The Senate has already convened a rare summer committee hearing to begin to look at legislation. And the president has talked of things that could be implemented by executive order. So far, most of the debate has been about proposed the creation of a new National Intelligence Director and a large counter-terrorism agency to work out of the White House. Opponents of those proposals say that simply creates an unneeded new level of bureaucracy and could further politicize intelligence analysis by putting it under the same roof with the president. That debate will continue.
But I believe the commission has made many far more significant recommendations than who sits – in what chair- where. Those proposals are in the final chapter titled “How to do it.” For me, the really important stuff is in the preceding chapter, “What to Do.”
This is the chapter that sets out the need for a grand strategy to deal with the security threats of the 21st century. The commission doesn’t exactly debunk the notion of a “War on Terrorism.” Instead it calls for “More than a War on Terrorism.” Of the 27 recommendations made in this chapter, only one is overtly military. While accepting the notion of military action to kill terrorists in the field as in Afghanistan, the report goes on to say, “Terrorism is a tactic – but the enemy is not just terrorism. The catastrophic threat at this moment in history is more specific. It is the threat posed by Islamist terrorism-especially the al Qaeda network, its affiliates, and its ideology”. By defining the threat as an ideological struggle with Islamic extremists, the Commission lays the foundation for a much broader strategy than simply trying to find and eliminate a group of terrorists.

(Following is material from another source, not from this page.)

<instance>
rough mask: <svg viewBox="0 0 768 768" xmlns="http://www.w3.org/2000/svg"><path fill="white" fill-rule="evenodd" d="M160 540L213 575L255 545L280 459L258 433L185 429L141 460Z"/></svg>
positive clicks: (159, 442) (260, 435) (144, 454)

As the report puts it, “…long-term success demands the use of all elements of national power: diplomacy, intelligence, covert action, law enforcement, economic policy, foreign aid, public diplomacy and homeland defense.”
An integral part of this strategy is multilateralism. Again and again the report emphasizes the need for cooperation, co-ordination, and collaborative action with the nations of the world in this ideological struggle against militant Islam. In my view, what the Commission is clearly telling us, is that if we are going to prevail in this struggle, there must be a grand design similar to that which defined the Cold War. That was a mostly non-military war and it took some 40 years to win.
This is Barrie Dunsmore.
Barrie Dunsmore is a veteran diplomatic and foreign correspondent for ABC News, now living in Charlotte.